The Hawai’ian language has eight consonants and 10 vowel sounds. The number of native speakers plummeted to less than 2,000 in the mid 1970s, when the language was still officially outlawed, but has since bounced back, thanks to successful language education programs.
“Grandma Got Run Over by A Reindeer” (Elmo & Patsy) New additions to the canon of Christmas novelty classics are rare as hen’s teeth, but this one has been a contender ever since San Francisco veterinarian Elmo Shropshire stumbled across a bizarre cautionary tale involving grandmothers and egg nog, written by his friend Randy, while moonlighting in a bluegrass band. An early version of the song (by Shropshire and his enigmatic partner Patsy) was picked up and released by UK label Stiff Records, home at various career stages to Elvis Costello, the Damned, Nick Lowe, Madness and Motörhead.
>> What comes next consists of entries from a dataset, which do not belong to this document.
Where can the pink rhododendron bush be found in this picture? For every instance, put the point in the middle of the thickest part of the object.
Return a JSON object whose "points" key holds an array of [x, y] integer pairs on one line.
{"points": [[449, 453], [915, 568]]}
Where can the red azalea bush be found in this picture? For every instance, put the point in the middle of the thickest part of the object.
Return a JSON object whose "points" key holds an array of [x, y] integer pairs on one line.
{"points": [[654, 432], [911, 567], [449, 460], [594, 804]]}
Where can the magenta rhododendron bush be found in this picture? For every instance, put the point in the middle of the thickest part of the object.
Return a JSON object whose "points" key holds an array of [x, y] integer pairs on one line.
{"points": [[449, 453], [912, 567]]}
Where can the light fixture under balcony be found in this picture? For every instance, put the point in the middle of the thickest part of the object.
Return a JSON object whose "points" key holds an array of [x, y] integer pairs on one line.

It was eventually re-recorded and widely distributed in the United States, where it became a seasonal hit despite protests by demonstrators who found it “ageist” and defamatory—to old people, not reindeer.
“The Chipmunk Song (Christmas Don’t Be Late)” (David Seville and the Chipmunks) Californian David Bagdasarian (who later changed his last name to Seville) was just another tape jockey messing around with quarter-inch reels when a 1959 mishap changed his life—and the sound of Christmas—forever. Accidentally playing a tape back at the wrong speed, Bagdasarian decided that the sped-up voices sounded exactly like, you guessed it, “chipmunks,” and hit on the idea of recording a series of novelty records. The Chipmunks’ Christmas song became a hit for the Liberty label in 1959 and inspired a rash of soundalikes. It also arguably prepared the world for the Bee Gees.
Naturally, there will always be folks who would rather listen to a coffee can getting run through a meat-grinder than anything by this rodent equivalent of the prefab boy-band. Bob Rivers is one of them. Capitalizing on a growing climate of anti-Chipmunk unrest, the satirist recorded “Chipmunks Roasting on an Open Fire.” Fair’s fair.